Правда, в Европе в XIV веке уже появляется первый живописный светский портрет (французского короля Иоанна Доброго), на двести лет обгоняя рождение данного жанра в России. Но это не значит, что портреты не писались на Руси. Пусть не на доске или холсте, но на фресках (например, в Софии Киевской) или в книжной миниатюре (великокняжеская семья в «Изборнике Святослава», Ярополк и его семья в «Трирской псалтыри») русские исторические светские персонажи изображались уже в XI веке.
Что можно сказать о прикладных видах искусства[26]? Общий вывод таков: ни в ювелирном деле (скань, зернь, чернь, финифть, т. е. выемчатая и перегородчатая эмаль, обработка кабошонов, общий ассортимент и качество украшений и т. д.), ни в резьбе по кости, ни в мастерстве оружейников и вообще кузнецов русские в ту эпоху нисколько не были слабее западных ремесленников[27].
Нелишне напомнить, что уже из самых ранних письменных источников по истории Руси известно, что экспорт холодного оружия (мечей, в частности) был постоянным источником дохода русских купцов.
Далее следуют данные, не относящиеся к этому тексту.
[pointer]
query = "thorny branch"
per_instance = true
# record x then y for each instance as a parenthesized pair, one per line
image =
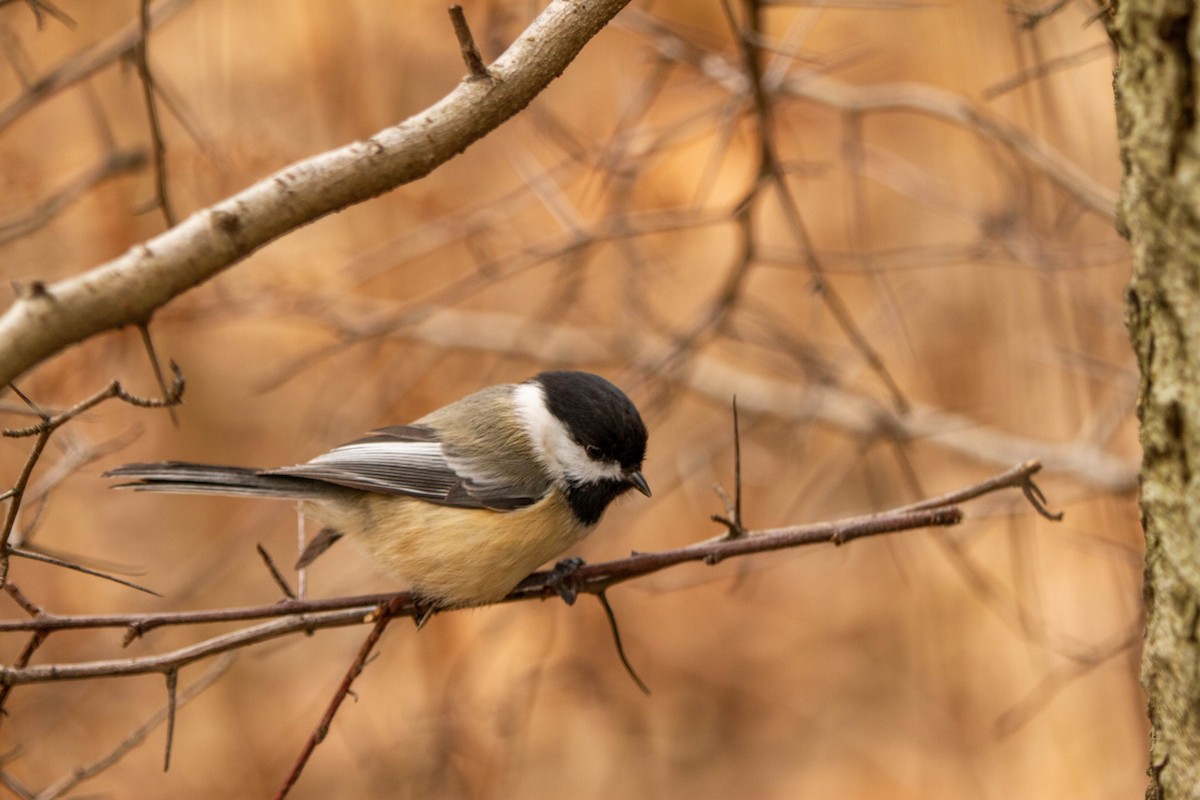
(293, 615)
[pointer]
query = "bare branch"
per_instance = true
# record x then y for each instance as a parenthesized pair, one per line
(84, 64)
(129, 289)
(471, 55)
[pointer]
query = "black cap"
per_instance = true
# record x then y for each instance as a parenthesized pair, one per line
(597, 414)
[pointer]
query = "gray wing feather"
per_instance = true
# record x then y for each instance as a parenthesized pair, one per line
(409, 459)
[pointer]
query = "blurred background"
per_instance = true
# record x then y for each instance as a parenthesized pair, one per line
(933, 232)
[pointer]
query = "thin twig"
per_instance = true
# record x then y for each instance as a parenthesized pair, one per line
(280, 581)
(616, 639)
(382, 618)
(291, 617)
(81, 774)
(471, 56)
(43, 429)
(142, 59)
(156, 366)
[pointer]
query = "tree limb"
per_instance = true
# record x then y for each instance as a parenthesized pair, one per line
(129, 289)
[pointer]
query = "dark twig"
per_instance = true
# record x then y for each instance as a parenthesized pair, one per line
(616, 639)
(732, 518)
(84, 64)
(46, 558)
(475, 67)
(79, 774)
(31, 645)
(42, 8)
(46, 427)
(172, 685)
(118, 162)
(142, 59)
(1019, 476)
(382, 618)
(156, 365)
(280, 581)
И вывозили его не только на Запад, но даже и на Восток, где данная отрасль ремесла традиционно стояла куда выше, чем в Европе[28]. Так же как иконы, русские домонгольские мечи сохранились в ничтожном количестве (около 150), другим видам вооружения также не повезло, тем не менее, их качество позволяет сделать указанный вывод.
Что же касается ювелирных изделий, то некоторые древние клады позволяют догадываться об их некогда огромном количестве и выдающемся качестве. Так, незадолго до взятия татарами Киева, между 70-ми годами XII в. и 1240 г., там был зарыт клад, найденный в 1842 г. в при строительстве новой Десятинной церкви рабочими строителя А.С. Анненкова. Золотые и серебряные вещи из этого невероятно богатого клада еле уместились в двух мешках. Одних только золотых с перегородчатой эмалью колтов — височных колец — было несколько сотен. Варвар Анненков продал русские золотые сосуды XIII века на переплавку, получив за это тысячи рублей — огромную сумму по тем временам.
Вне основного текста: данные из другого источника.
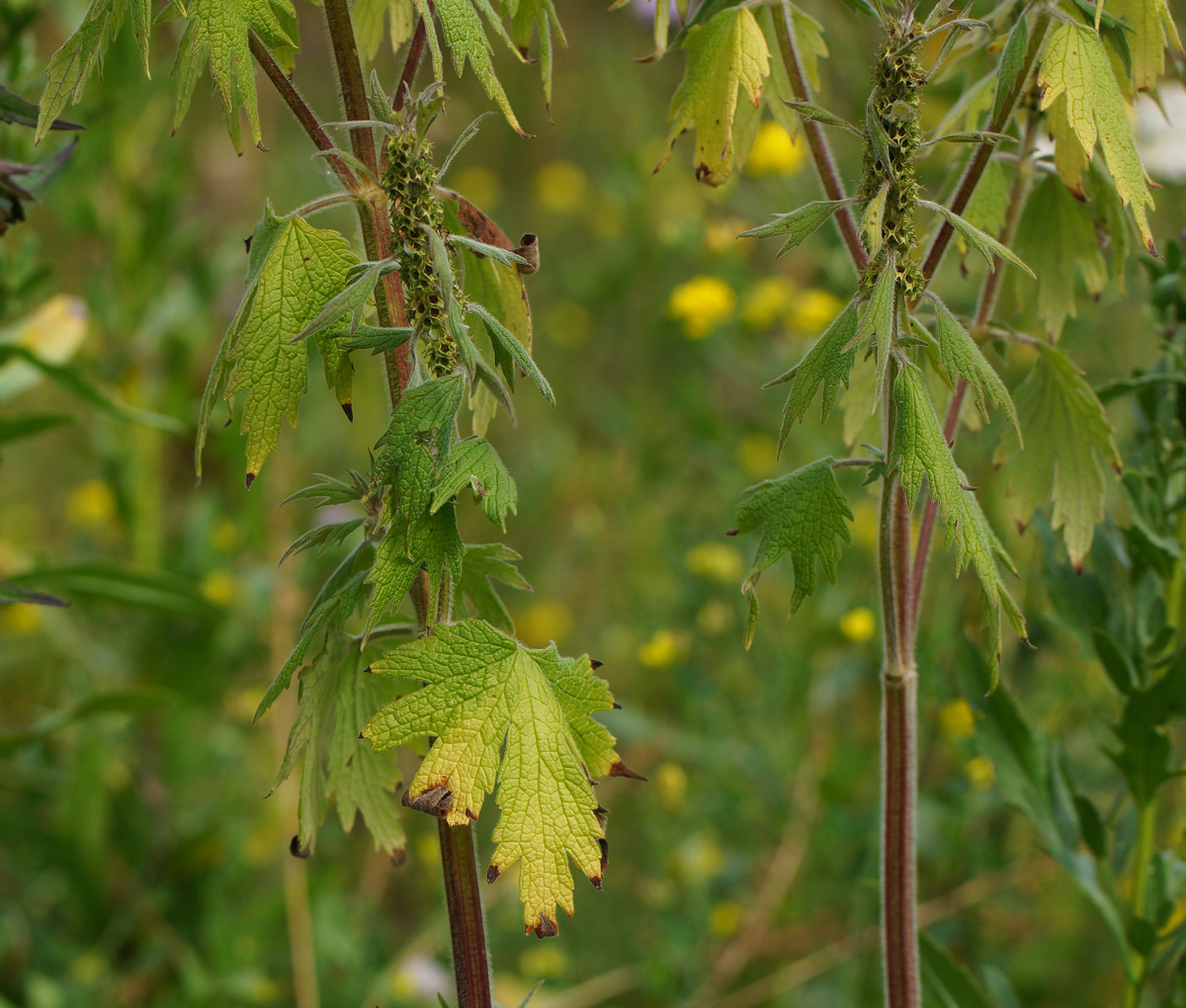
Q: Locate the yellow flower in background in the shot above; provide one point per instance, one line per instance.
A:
(543, 623)
(21, 618)
(724, 919)
(662, 650)
(775, 152)
(219, 587)
(671, 784)
(813, 309)
(979, 771)
(859, 626)
(958, 720)
(758, 456)
(560, 187)
(53, 332)
(768, 301)
(717, 560)
(544, 961)
(90, 505)
(699, 859)
(479, 185)
(701, 303)
(224, 535)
Лишь три области прекрасного были развиты в Европе больше и лучше, чем в Древней Руси. Это, во-первых, непопулярная в нашем искусстве домонгольского периода круглая скульптура, напоминавшая о языческих идолах, чья участь после крещения Руси была плачевна. Во-вторых, витраж, которого мы не знали вовсе и завозили к себе из Европы с XIII века, а европейцы научились делать уже в VI столетии. И в-третьих, рукописная книга, самобытная традиция которой не прерывалась в Европе с античных времен; на Руси же письменность получает распространение лишь в X в., с опорой на готовую византийскую традицию. Ранние русские книги, даже высокохудожественные, все производят несколько кустарное впечатление[29].
Впрочем, о книгах надо сказать то же, что и об иконах: количество сохранившихся несопоставимо с количеством уничтоженных. Так что полноценное суждение о них затруднено.
Этот факт — повод для перехода к разговору о главном. О причинах вначале русского цивилизационного расцвета, а потом — русской цивилизационной катастрофы, обрекшей нас на догоняющий путь развития.
Киевская Русь — добрая почва для просвещения
Одна из главных причин высокого развития Руси-Гардарики, ставившего ее на почетное место в кругу европейских народов и стран, состоит в широком распространении грамотности и книжности.
Есть основания считать, что и в дописьменный период искусство слова стояло у наших предков высоко. Огромные тексты с дословной точностью запоминались и рассказывались наизусть, как у античных греков гомеровских времен. Собственно, именно в устной традиции до нас и дошли через сотни лет лет многочисленные песни, сказки и былины[30]. Историк А.Г. Кузьмин отмечал: «Кирилл Туровский — современник автора “Слова о полку Игореве” — называл на равных летописцев и поэтов-сказителей в качестве хранителей памяти народной. Мы теперь знаем лучше первых, но в свое время более почитались вторые. Поэтическая традиция была изустной. Песни и сказания передавались из поколения в поколение. Все их знали и незачем было записывать»[31].
О том, насколько емкой была память наших весьма тренированных в этом отношении предков, говорит характерный эпизод, запечатленный в Киево-Печерском патерике. В 25-м слове рассказано о затворнике Никите, который знал наизусть (!) книги Бытия, Исхода, Левита, Чисел, Судий, Царств и все пророчества по чину. Причем многие из братии пытались, но не могли состязаться с ним в знании книг Ветхого завета. Впоследствии этот удивительный книгочей стал епископом Великого Новгорода. Нашему современнику невозможно даже вообразить себе такой объем запоминаемого текста, не то чтобы мечтать о повторении подвига.
Однако убеждать читателя в преимуществах письменности я не стану, полагая, что это и так всем ясно.